Her iki argüman da ciddi değildi, Mississippi’nin tek kürtaj kliniğinin avukatları yanıt verdi. “Devlet, istikrarlı bir kürtaj hakkını sürdürebilecek yaşayabilirlik çizgisine hiçbir alternatif sunmuyor” diye yazdılar.
Drexel Üniversitesi’nde hukuk profesörü olan David S. Cohen, yaşayabilirliğin diğer kesintilerin olmadığı bir ilke tarafından desteklendiğini söyledi.
“Bu, çıkarların değiştiği bir zaman noktası, çünkü uygulanabilirlikten önce farklı olacak bir şekilde müdahale için tıbbi bir gerekçe var” dedi. “Mahkeme Roe’yu reddetmeden zamanda geriye giderse ve 15 haftanın artık yeni sınır olduğunu söylerse, bunun için hangi temelin olacağından emin değilim.”
Aynı zamanda, uygulanabilirlikte çizgiyi çizmek uzun zamandır eleştiri konusu olmuştur. Virginia Üniversitesi’nde hukuk profesörü Julia D. Mahoney, “Yaşayabilirlik çerçevesi her zaman bir utanç kaynağı olmuştur, çünkü büyük ölçüde yaşayabilirlik tıbbi teknolojiye ve ona erişime bağlıdır” dedi.
Roe’ya karar verildiğinde, canlılık 28 hafta civarındaydı. Bu günlerde, hastaneye bağlı olarak, fetüsler yaklaşık 23 hafta sonra rahim dışında hayatta kalabilir.

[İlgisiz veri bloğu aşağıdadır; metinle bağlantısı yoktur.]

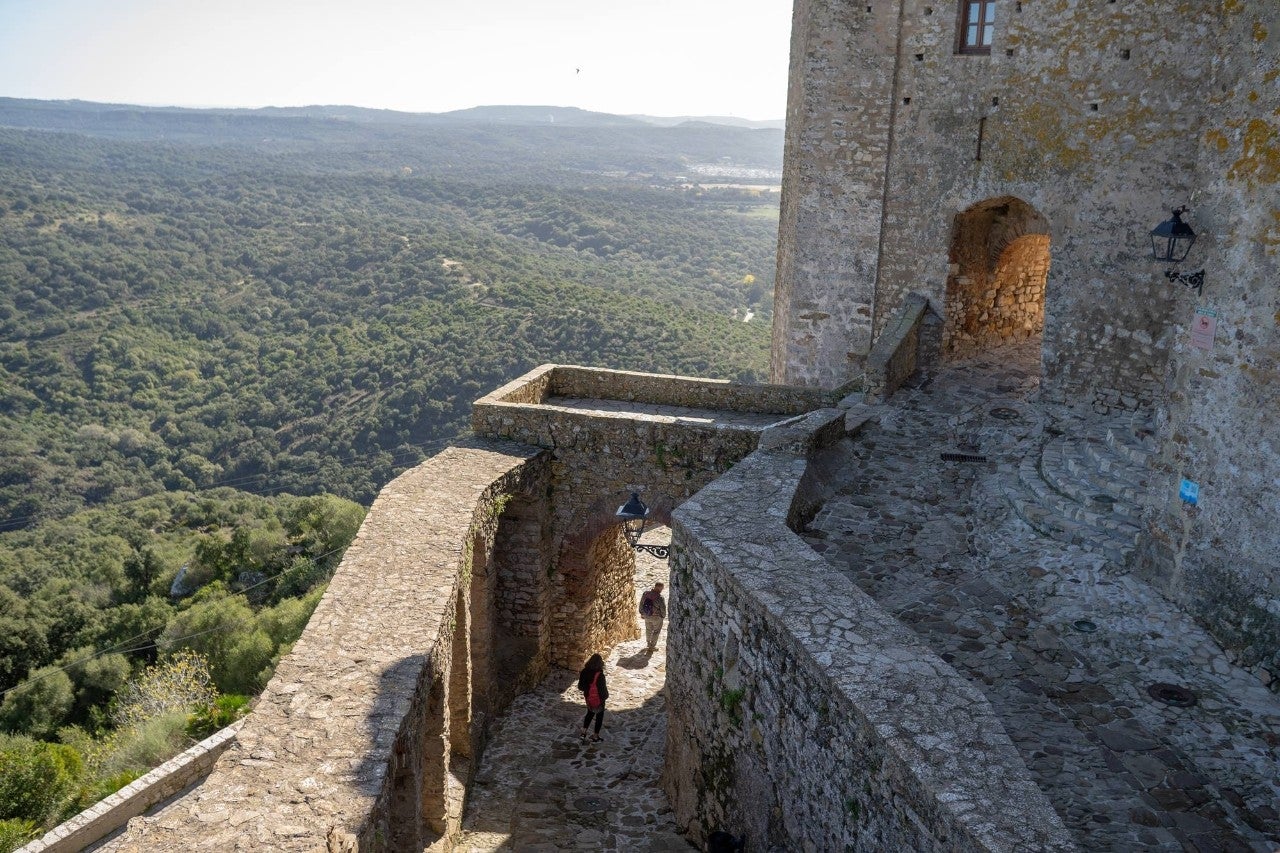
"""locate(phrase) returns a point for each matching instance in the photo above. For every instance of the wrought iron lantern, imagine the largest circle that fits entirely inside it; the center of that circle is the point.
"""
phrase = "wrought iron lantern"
(634, 515)
(1173, 238)
(1170, 242)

“Yaşayabilirlik, hem seçimden hem de yaşamdan yana olan bazı biyoetikçilerden, esasen, yaşamın yalnızca bağımlılığa odaklanmak için ne zaman değer kazandığına dair ahlaki sezgilerimizi takip etmediği teorisine yönelik eleştiriye geldi, özellikle de bağımlılık teknolojik izlerse. Florida Eyalet Üniversitesi’nde hukuk profesörü ve tarihçi Mary Ziegler, “geliştirme ve hatta teknolojik kullanılabilirlik” dedi.
Yüksek Mahkeme, Roe’daki diğer yaklaşımları değerlendirdi.
Çoğunluğun görüşünü yazan Yargıç Harry A. Blackmun, başlangıçta sınırı çizmek için 13 hafta civarında başka bir yer seçti.
1972’de diğer yargıçlara “İlk üç aylık dönemin sonunun kritik olduğu sonucuna vardım” diye yazdı. “Bu keyfidir, ancak belki de hızlanma veya yaşayabilirlik gibi herhangi bir diğer seçilmiş nokta eşit derecede keyfidir.” (“Hızlanma”, bir kadının genellikle 16 hafta civarında cenin hareketlerinin farkına varmasıdır.)
Yargıç Thurgood Marshall, meslektaşını ikinci üç aylık dönemin sonlarında yaşayabilirliği seçmeye ikna etti. Yargıç Marshall, Yargıç Blackmun’a, “Birçok kadının hamile olduklarına inanmakta ve kürtaj yaptırmaya karar vermekte karşılaşabilecekleri güçlükler göz önüne alındığında,” diye yazdı, “Korkarım erken bir tarih pratikte bu kadınların çıkarlarına hizmet etmeyebilir, senin fikrin hizmet etmeye çalışıyor.”
Roe’nun nihayetinde çizdiği çizgi sorgulandı.
Cornell’de bir hukuk profesörü olan ve Justice Blackmun’un hukuk katibi olan Sherry F. Colb, geçenlerde bir hukuk blogunda, yaşayabilirliğin “kürtajı yasaklamak ve izin vermek arasında bir sınır olarak önermek için çok az şeye sahip olduğunu” yazdı. Pratik bir mesele olarak, diye yazdı, yaşayabilirlik, rahmin dışında nefes alma yeteneğinin bir işlevidir.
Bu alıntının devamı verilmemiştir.